Important note about Java version

For the tools to run properly, you must have Oracle Java 1.8 installed. To check your java version by open your terminal application and run the following command:

java -version

If the output looks something like java version "1.8.x", you are good to go. If not, you may need to change your version; see the Oracle Java website to download an appropriate JDK. Note also that OpenJDK is NOT supported.


Test that it works

To test that you can run GATK tools, run the following command in your terminal application, providing either the full path to the GenomeAnalysisTK.jar file:

java -jar /path/to/GenomeAnalysisTK.jar -h

or the environment variable that you set up as a shortcut (here we are using $GATK):

java -jar $GATK -h

You should see a complete list of all the tools in the GATK toolkit. If you don't, read on to the section on getting help further below.


Use GATK tools

The tools, which are all listed in the Tool Documentation section, are invoked as follows:

java jvm-args -jar GenomeAnalysisTK.jar -R reference.fasta -T GATKToolName -OPTION1 value1 -OPTION2 value2 ...

See the FAQ article on GATK command syntax for more details, as well as the Tool Documentation for standard options and complete list of tools with usage recommendations, options, and example commands.


Follow the Best Practices

The GATK Best Practices are workflows that provide step-by-step recommendations for performing variant discovery analysis in high-throughput sequencing (HTS) data. We have several such workflows tailored to project aims (by type of variants of interest) and experimental designs (by type of sequencing approach). And although they were originally designed for human genome research, the GATK Best Practices can be adapted for analysis of non-human organisms of all kinds, including non-diploids.

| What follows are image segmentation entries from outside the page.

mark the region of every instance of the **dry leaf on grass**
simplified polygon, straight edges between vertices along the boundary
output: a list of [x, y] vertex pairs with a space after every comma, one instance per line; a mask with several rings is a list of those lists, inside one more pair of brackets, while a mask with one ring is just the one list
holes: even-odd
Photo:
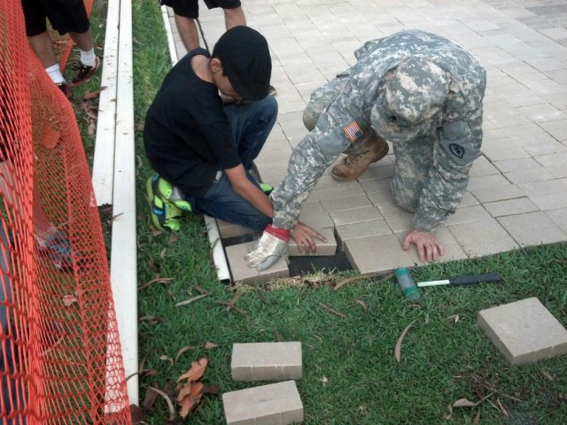
[[[341, 287], [345, 286], [346, 284], [350, 283], [351, 282], [356, 282], [361, 279], [368, 279], [369, 277], [377, 277], [380, 275], [381, 275], [380, 273], [367, 273], [365, 274], [360, 274], [354, 277], [348, 277], [346, 279], [343, 279], [338, 283], [337, 283], [337, 285], [333, 289], [337, 290], [339, 290]], [[393, 276], [393, 274], [390, 275], [390, 277], [392, 276]], [[386, 277], [386, 279], [389, 279], [390, 277]]]
[[473, 403], [466, 398], [459, 398], [453, 403], [453, 407], [476, 407], [478, 403]]
[[169, 421], [174, 421], [175, 419], [175, 408], [174, 407], [174, 404], [172, 403], [171, 398], [169, 398], [169, 396], [157, 388], [150, 387], [148, 388], [148, 390], [150, 390], [156, 391], [165, 398], [166, 403], [167, 403], [167, 409], [169, 410]]
[[155, 236], [159, 236], [159, 235], [161, 235], [163, 232], [161, 230], [158, 230], [156, 228], [153, 227], [153, 225], [150, 225], [150, 231], [151, 232], [151, 236], [153, 237]]
[[183, 400], [185, 396], [189, 396], [191, 393], [191, 385], [190, 381], [181, 385], [181, 390], [179, 390], [179, 394], [177, 394], [177, 401]]
[[333, 314], [337, 314], [338, 317], [342, 317], [343, 319], [346, 319], [346, 314], [343, 314], [342, 313], [337, 312], [337, 311], [333, 310], [332, 308], [330, 308], [330, 306], [325, 305], [324, 305], [324, 304], [322, 304], [322, 303], [319, 303], [319, 305], [320, 305], [322, 308], [324, 308], [325, 310], [327, 310], [328, 312], [332, 313]]
[[183, 381], [183, 379], [187, 379], [188, 381], [198, 381], [205, 374], [206, 370], [206, 365], [208, 365], [209, 360], [206, 357], [201, 357], [198, 361], [194, 361], [191, 363], [191, 368], [189, 369], [188, 372], [185, 372], [179, 378], [177, 378], [177, 382]]
[[480, 409], [478, 409], [478, 412], [477, 412], [477, 416], [475, 416], [475, 420], [472, 421], [472, 425], [478, 425], [478, 422], [480, 422]]
[[409, 330], [409, 328], [411, 328], [412, 325], [416, 323], [416, 320], [417, 319], [416, 319], [414, 321], [412, 321], [410, 324], [408, 324], [406, 327], [406, 328], [403, 330], [403, 332], [398, 338], [398, 342], [396, 342], [396, 347], [393, 350], [393, 356], [396, 358], [396, 360], [398, 360], [398, 363], [400, 363], [400, 361], [401, 360], [401, 343], [403, 343], [404, 337], [406, 336], [406, 334]]
[[106, 89], [106, 86], [102, 86], [95, 91], [85, 90], [85, 94], [82, 95], [82, 98], [85, 100], [96, 99], [100, 96], [100, 92]]
[[174, 281], [173, 277], [159, 277], [159, 275], [156, 275], [153, 279], [148, 281], [142, 286], [138, 287], [138, 290], [145, 290], [148, 286], [152, 283], [171, 283]]
[[136, 376], [136, 375], [139, 375], [141, 378], [144, 378], [144, 376], [155, 376], [156, 375], [158, 375], [158, 371], [156, 369], [138, 370], [137, 372], [134, 372], [133, 374], [128, 375], [126, 377], [126, 381], [130, 379], [132, 376]]
[[366, 306], [366, 303], [364, 301], [357, 299], [356, 304], [358, 304], [361, 307], [362, 307], [362, 310], [364, 310], [365, 312], [368, 311], [369, 307]]
[[[153, 392], [153, 391], [151, 391]], [[139, 406], [130, 405], [130, 417], [132, 425], [145, 423], [144, 421], [148, 416], [148, 413]]]
[[483, 401], [485, 401], [486, 398], [493, 397], [494, 394], [496, 394], [496, 391], [491, 392], [487, 396], [483, 397], [480, 400], [477, 401], [476, 403], [467, 398], [459, 398], [457, 401], [453, 403], [453, 407], [476, 407], [478, 405], [480, 405]]
[[89, 135], [95, 135], [97, 134], [97, 121], [94, 120], [89, 120], [89, 128], [87, 128]]
[[185, 301], [182, 301], [175, 305], [176, 307], [180, 307], [181, 305], [187, 305], [188, 304], [191, 304], [193, 301], [197, 301], [198, 299], [204, 298], [205, 297], [208, 297], [209, 294], [202, 294], [198, 295], [197, 297], [193, 297], [192, 298], [186, 299]]
[[448, 421], [449, 419], [451, 419], [451, 416], [453, 416], [453, 406], [449, 405], [447, 406], [447, 412], [443, 415], [443, 419]]
[[63, 304], [65, 304], [66, 307], [68, 307], [73, 303], [77, 302], [77, 298], [74, 295], [64, 295], [63, 296]]
[[447, 321], [454, 321], [454, 322], [456, 323], [457, 321], [459, 321], [459, 315], [458, 314], [454, 314], [452, 316], [449, 316], [447, 318]]
[[179, 358], [181, 357], [181, 355], [185, 352], [189, 352], [190, 350], [192, 352], [196, 349], [197, 347], [195, 347], [194, 345], [185, 345], [183, 348], [182, 348], [181, 350], [179, 350], [179, 352], [177, 352], [177, 355], [175, 356], [175, 363], [177, 363], [177, 360], [179, 359]]
[[181, 406], [179, 415], [185, 419], [189, 413], [197, 408], [198, 404], [201, 402], [202, 396], [203, 383], [194, 382], [191, 385], [190, 392], [178, 402], [179, 406]]
[[551, 376], [551, 375], [549, 375], [549, 373], [546, 372], [545, 370], [543, 372], [541, 372], [543, 374], [543, 375], [548, 378], [549, 381], [553, 381], [553, 376]]
[[156, 391], [150, 391], [150, 390], [145, 391], [145, 398], [142, 402], [142, 408], [144, 410], [151, 409], [151, 406], [153, 406], [155, 401], [158, 399], [159, 395], [159, 394], [158, 394]]
[[500, 410], [502, 412], [502, 414], [504, 416], [508, 416], [508, 410], [506, 410], [506, 407], [504, 407], [504, 405], [502, 404], [502, 402], [500, 401], [500, 398], [496, 398], [496, 403], [498, 403], [498, 406], [500, 407]]

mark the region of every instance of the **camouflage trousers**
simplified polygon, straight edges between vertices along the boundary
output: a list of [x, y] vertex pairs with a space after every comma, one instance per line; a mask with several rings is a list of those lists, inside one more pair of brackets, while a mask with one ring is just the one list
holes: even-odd
[[[345, 88], [346, 81], [347, 78], [338, 77], [313, 92], [303, 113], [303, 123], [309, 131], [315, 128], [319, 116]], [[368, 151], [372, 143], [375, 142], [369, 134], [353, 143], [346, 144], [344, 153], [356, 155]], [[392, 190], [399, 205], [411, 212], [417, 209], [423, 182], [433, 164], [436, 143], [436, 135], [428, 135], [393, 144], [395, 164]], [[270, 196], [274, 205], [274, 226], [289, 230], [295, 228], [303, 203], [338, 157], [325, 155], [316, 137], [307, 136], [299, 143], [291, 153], [285, 178]]]

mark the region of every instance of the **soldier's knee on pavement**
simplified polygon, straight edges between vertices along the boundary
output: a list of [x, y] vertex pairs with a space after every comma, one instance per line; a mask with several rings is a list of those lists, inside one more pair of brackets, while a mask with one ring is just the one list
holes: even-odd
[[419, 193], [413, 190], [397, 190], [393, 184], [392, 193], [400, 208], [408, 212], [416, 212], [419, 205]]
[[312, 108], [309, 107], [309, 104], [307, 104], [307, 107], [303, 112], [303, 125], [307, 129], [307, 131], [311, 131], [315, 128], [320, 114], [321, 112], [316, 113]]

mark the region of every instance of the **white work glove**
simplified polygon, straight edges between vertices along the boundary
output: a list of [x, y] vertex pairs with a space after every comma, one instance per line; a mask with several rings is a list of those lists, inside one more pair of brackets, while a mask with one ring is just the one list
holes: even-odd
[[287, 257], [289, 240], [289, 230], [277, 228], [268, 224], [256, 246], [245, 256], [248, 267], [263, 272], [277, 261], [280, 257]]

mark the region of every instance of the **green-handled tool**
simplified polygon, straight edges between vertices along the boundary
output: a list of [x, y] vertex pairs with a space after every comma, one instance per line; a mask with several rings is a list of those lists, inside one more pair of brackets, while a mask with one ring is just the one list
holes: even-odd
[[418, 282], [419, 288], [437, 285], [473, 285], [475, 283], [485, 283], [489, 282], [500, 282], [502, 280], [498, 273], [485, 273], [484, 274], [468, 274], [465, 276], [450, 277], [441, 281]]

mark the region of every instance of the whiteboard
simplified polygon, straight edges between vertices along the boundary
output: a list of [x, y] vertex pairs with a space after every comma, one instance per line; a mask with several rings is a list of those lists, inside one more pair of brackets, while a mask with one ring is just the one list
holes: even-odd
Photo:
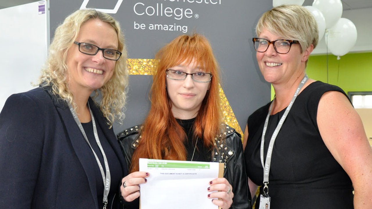
[[34, 88], [49, 45], [49, 5], [0, 9], [0, 110], [11, 94]]

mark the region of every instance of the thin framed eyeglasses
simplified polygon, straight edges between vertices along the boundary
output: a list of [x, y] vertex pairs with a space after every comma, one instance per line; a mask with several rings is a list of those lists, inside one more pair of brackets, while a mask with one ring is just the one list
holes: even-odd
[[180, 70], [169, 69], [165, 71], [167, 77], [173, 80], [183, 80], [186, 79], [187, 75], [191, 75], [193, 80], [197, 82], [208, 83], [212, 79], [212, 73], [204, 72], [197, 72], [187, 73]]
[[88, 44], [74, 41], [74, 44], [79, 46], [80, 52], [89, 55], [96, 55], [99, 50], [102, 51], [103, 57], [110, 60], [117, 60], [120, 58], [121, 52], [112, 49], [102, 49], [97, 46]]
[[265, 38], [254, 38], [252, 39], [254, 50], [260, 52], [266, 52], [270, 44], [274, 46], [274, 49], [279, 54], [284, 54], [289, 52], [292, 44], [299, 44], [298, 41], [279, 39], [275, 41], [269, 41]]

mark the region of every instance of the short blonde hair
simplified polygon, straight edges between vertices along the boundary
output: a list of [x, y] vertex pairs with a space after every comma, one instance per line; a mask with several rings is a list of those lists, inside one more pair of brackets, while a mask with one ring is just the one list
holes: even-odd
[[[67, 51], [74, 44], [81, 25], [91, 19], [97, 19], [110, 24], [118, 35], [118, 50], [122, 53], [116, 61], [111, 79], [99, 89], [102, 99], [96, 101], [100, 106], [108, 124], [112, 125], [115, 118], [122, 120], [125, 117], [124, 106], [126, 100], [128, 73], [126, 68], [127, 53], [124, 35], [119, 22], [110, 15], [94, 9], [78, 10], [67, 17], [55, 30], [54, 37], [49, 48], [45, 66], [42, 70], [39, 84], [50, 86], [53, 92], [69, 104], [74, 103], [73, 97], [68, 88], [67, 80]], [[96, 96], [99, 94], [95, 90]]]
[[281, 5], [266, 12], [257, 23], [257, 36], [264, 28], [285, 38], [298, 41], [301, 52], [311, 45], [315, 48], [318, 44], [319, 33], [316, 21], [310, 12], [302, 6]]

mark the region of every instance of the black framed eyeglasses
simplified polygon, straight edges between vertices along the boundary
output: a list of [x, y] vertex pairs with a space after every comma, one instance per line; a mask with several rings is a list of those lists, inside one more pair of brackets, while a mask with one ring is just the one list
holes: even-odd
[[270, 44], [274, 46], [274, 49], [279, 54], [287, 54], [289, 52], [289, 49], [292, 44], [299, 44], [298, 41], [279, 39], [275, 41], [269, 41], [265, 38], [254, 38], [252, 39], [254, 50], [260, 52], [266, 52]]
[[187, 73], [180, 70], [169, 69], [165, 71], [167, 77], [173, 80], [183, 80], [186, 79], [187, 75], [191, 75], [193, 80], [197, 82], [208, 83], [212, 79], [212, 73], [203, 72], [197, 72]]
[[99, 50], [102, 51], [103, 57], [110, 60], [117, 60], [120, 58], [121, 52], [112, 49], [102, 49], [97, 46], [88, 44], [74, 41], [74, 44], [79, 46], [80, 52], [89, 55], [96, 55]]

You may notice we have a lot of documentation -- to the point that it can be overwhelming to newcomers. So in addition to going through the Best Practices, be sure to explore the documentation categories listed in the left-side menu to at least get a sense of the topics covered. This is guaranteed to save you time and effort down the road.


Set up pipelines

Most of the work involved in processing sequence data and performing variant discovery can be automated in the form of pipeline scripts, which often include some form of parallelization to speed up execution. There are two preferred options for writing and running GATK pipelines. The traditional option is Queue, a companion utility that is tightly integrated with GATK and optimized for execution on local computing clusters. The newer option is Cromwell + WDL, a pipelining solution that was recently developed at Broad to overhaul our production pipelines, optimized for cloud-based computing infrastructure. See here for a side-by-side comparison.


Get Help

We provide all support through our very active community forum. You can ask questions and report problems that you might encounter while using GATK and related tools such as Picard (for source code-related questions, post an issue on Github instead), with the following guidelines:

Before Asking For Help

Before posting to the Forum, please do the following:

  • Try the latest version of the software.
  • See if your problem is covered discussed in the Frequently Asked Questions or elsewhere in our (fairly extensive) documentation.
  • Search the GATK Forums to see if a similar problem has previously been discussed there (search box in top right corner).
  • Validate your input files (if applicable). Attempt to resolve or at least understand any problems reported.

When Asking For Help

When asking a question about a problem, please include the following:

  • Version(s) of GATK you tried with
  • Command line(s) you ran
  • Program console output and metrics files. Repetitive console output may be abbreviated
  • Entire stack trace if one was produced
  • Version of JVM you are using (obtained by running java -version)

We typically get back to you with a response within one or two business days, but be aware that more complex issues (or unclear reports) may take longer to address.


Note that the information in this documentation guide is targeted at end-users. For developers, the source code and related resources are available on GitHub.